01 The Big Picture
An H100 can do ~1,000 trillion fp16 operations per second, but can only pull ~3.35 TB/s from its main memory. Divide those numbers and you get the most important ratio in AI systems.
That ratio (~300 FLOPs available per byte moved) means: unless your algorithm does hundreds of math operations for every byte it touches, the math units sit idle, starving, waiting on memory. Most of inference — especially decode — does far fewer. The GPU you pay for is, much of the time, an expensive memory pump. Understanding the memory hierarchy is therefore not a hardware curiosity: it is the explanation underneath docs 06 and 07, and the reason the software techniques in doc 09 work at all.
02 What: The Hierarchy, Top to Bottom
Like a CPU, a GPU has a pyramid of memories — each level roughly 10× faster and 100× smaller than the one below. The numbers (H100-class, rounded for memorability):
The crucial difference from a CPU: the SRAM level is explicitly programmed, not an automatic cache. A CUDA kernel chooses what to stage there. That choice — what to keep close — is the entire game, and it is exactly the same game context engineering plays one level up.
03 Why the Wall Exists
Compute and memory scale on different physics. Packing more multiply units onto a die is "easy" — transistor counts kept growing. But HBM bandwidth is limited by pins, signal integrity, and the physical distance bits travel; it grows slowly and costs enormous power. Result: over the last decade, GPU FLOPs grew ~60×, HBM bandwidth ~8×. The gap widens every generation.
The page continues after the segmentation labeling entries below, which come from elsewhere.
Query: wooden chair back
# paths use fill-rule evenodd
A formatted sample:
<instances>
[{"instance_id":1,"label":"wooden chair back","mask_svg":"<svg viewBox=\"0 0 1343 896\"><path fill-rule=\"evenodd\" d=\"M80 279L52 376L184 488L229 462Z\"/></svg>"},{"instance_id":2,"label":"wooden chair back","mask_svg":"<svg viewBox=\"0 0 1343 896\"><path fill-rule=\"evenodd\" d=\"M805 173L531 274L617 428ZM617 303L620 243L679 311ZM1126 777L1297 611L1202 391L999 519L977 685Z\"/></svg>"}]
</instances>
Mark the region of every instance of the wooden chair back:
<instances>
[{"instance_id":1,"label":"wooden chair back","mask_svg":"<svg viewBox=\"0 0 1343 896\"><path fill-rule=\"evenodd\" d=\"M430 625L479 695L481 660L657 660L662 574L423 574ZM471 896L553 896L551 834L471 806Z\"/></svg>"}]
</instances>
Why decode hits the wall (the doc-06 claim, proven)
One decode step for a 7B fp16 model must read all 14 GB of weights from HBM (plus the KV cache) to produce one token. Math per byte: roughly 2 FLOPs per parameter read — that's an arithmetic intensity of ~1, versus the ~300 the hardware needs to stay busy. The math units finish their work in microseconds, then wait. Decode speed ≈ bandwidth ÷ bytes-to-read: 3,350 GB/s ÷ 14 GB ≈ ~240 tokens/s theoretical ceiling for batch-1 — no amount of extra FLOPs raises it.
This is also why batching (doc 06) works: 32 users' decode steps read the weights from HBM once and reuse them 32 times — arithmetic intensity multiplied by batch size. And it's why quantization speeds up inference even when compute doesn't change: 4-bit weights are 4× fewer bytes through the wall.
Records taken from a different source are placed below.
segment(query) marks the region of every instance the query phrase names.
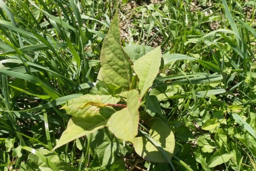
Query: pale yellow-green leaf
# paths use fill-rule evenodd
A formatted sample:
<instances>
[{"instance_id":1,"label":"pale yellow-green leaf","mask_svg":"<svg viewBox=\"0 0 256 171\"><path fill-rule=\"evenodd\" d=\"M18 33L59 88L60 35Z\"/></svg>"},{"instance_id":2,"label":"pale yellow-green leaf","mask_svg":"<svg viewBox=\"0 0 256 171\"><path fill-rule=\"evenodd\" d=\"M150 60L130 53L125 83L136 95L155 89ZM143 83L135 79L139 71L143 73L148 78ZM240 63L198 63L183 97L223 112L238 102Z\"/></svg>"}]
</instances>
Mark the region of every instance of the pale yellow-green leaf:
<instances>
[{"instance_id":1,"label":"pale yellow-green leaf","mask_svg":"<svg viewBox=\"0 0 256 171\"><path fill-rule=\"evenodd\" d=\"M138 134L140 98L135 90L128 91L127 107L116 112L108 122L109 130L118 138L133 142Z\"/></svg>"},{"instance_id":2,"label":"pale yellow-green leaf","mask_svg":"<svg viewBox=\"0 0 256 171\"><path fill-rule=\"evenodd\" d=\"M84 118L72 116L67 123L67 129L62 133L53 150L104 127L115 112L115 111L111 108L103 107L99 108L98 113L93 116L86 115Z\"/></svg>"},{"instance_id":3,"label":"pale yellow-green leaf","mask_svg":"<svg viewBox=\"0 0 256 171\"><path fill-rule=\"evenodd\" d=\"M61 109L65 109L69 115L84 118L98 113L100 106L116 104L119 101L112 95L86 94L69 101Z\"/></svg>"},{"instance_id":4,"label":"pale yellow-green leaf","mask_svg":"<svg viewBox=\"0 0 256 171\"><path fill-rule=\"evenodd\" d=\"M152 86L158 73L161 60L161 49L159 47L134 62L133 69L140 80L138 89L141 91L140 94L141 98Z\"/></svg>"}]
</instances>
04 Arithmetic Intensity — The One Number to Compute
For any kernel: AI = FLOPs / bytes moved. Compare it against the hardware's ratio (~300 for H100 fp16). Below → memory-bound; above → compute-bound. This is the roofline model, and it sorts all of inference instantly:
| Operation | Arithmetic intensity | Bound by |
|---|---|---|
| Prefill (long prompt, big matmuls) | O(sequence length) — high | Compute |
| Decode (batch 1) | ~1–2 | Memory |
| Decode (batch 32) | ~32–64 | Memory, less badly |
| Naive attention (long context) | Low — writes/reads n×n matrix to HBM | Memory |
| FlashAttention | High — n×n never leaves SRAM | Compute |
05 FlashAttention — The Hierarchy Exploited
The most famous "memory trick" in AI, step by step. Same math, same result, 2–4× faster — purely by choosing where intermediate values live.
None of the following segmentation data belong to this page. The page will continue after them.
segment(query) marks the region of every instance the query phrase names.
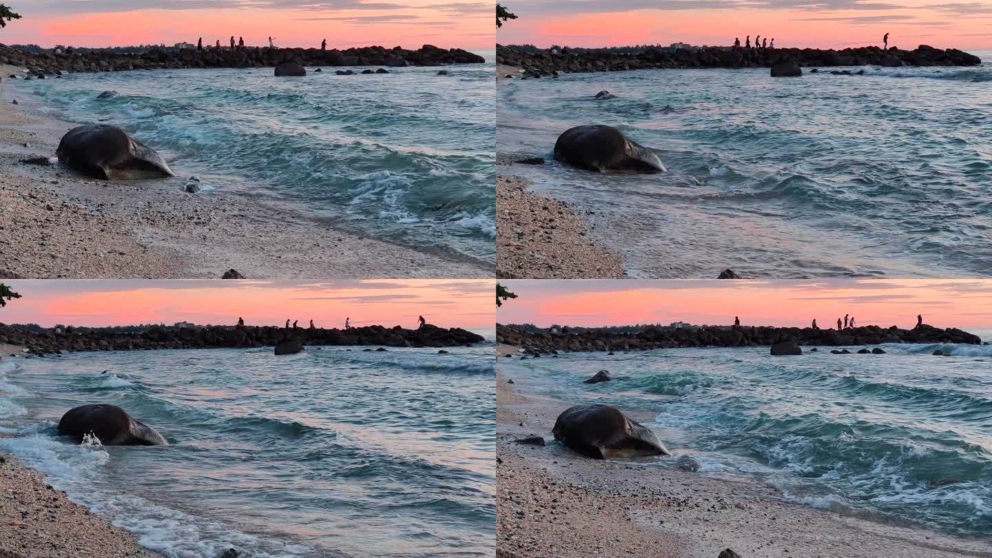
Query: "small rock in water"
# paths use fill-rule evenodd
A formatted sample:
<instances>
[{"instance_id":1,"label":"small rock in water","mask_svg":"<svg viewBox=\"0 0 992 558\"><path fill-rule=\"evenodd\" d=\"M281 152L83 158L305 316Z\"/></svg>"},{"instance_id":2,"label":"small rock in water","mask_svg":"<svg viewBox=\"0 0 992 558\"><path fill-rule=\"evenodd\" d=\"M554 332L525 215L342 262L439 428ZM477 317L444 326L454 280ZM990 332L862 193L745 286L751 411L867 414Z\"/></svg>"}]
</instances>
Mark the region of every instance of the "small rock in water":
<instances>
[{"instance_id":1,"label":"small rock in water","mask_svg":"<svg viewBox=\"0 0 992 558\"><path fill-rule=\"evenodd\" d=\"M196 177L189 177L186 179L186 185L184 185L183 190L189 194L196 194L200 189L199 179Z\"/></svg>"}]
</instances>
The deep lesson: FlashAttention does more FLOPs than naive attention (it recomputes softmax corrections), yet runs much faster. On modern hardware, recomputing can be cheaper than remembering — compute is the abundant currency, bytes are the scarce one. The same inversion shows up in training as gradient checkpointing, and in context engineering as "re-derive it from a tool call instead of carrying it in context."
06 Mental Models
Registers = your hands; SRAM = the counter; HBM = the pantry; host RAM = the supermarket. A good cook (kernel) plans so ingredients reach the counter once and get fully used. Lets you reason about: why "tiling" appears in every fast kernel; why PCIe transfers (supermarket runs) are catastrophic mid-recipe.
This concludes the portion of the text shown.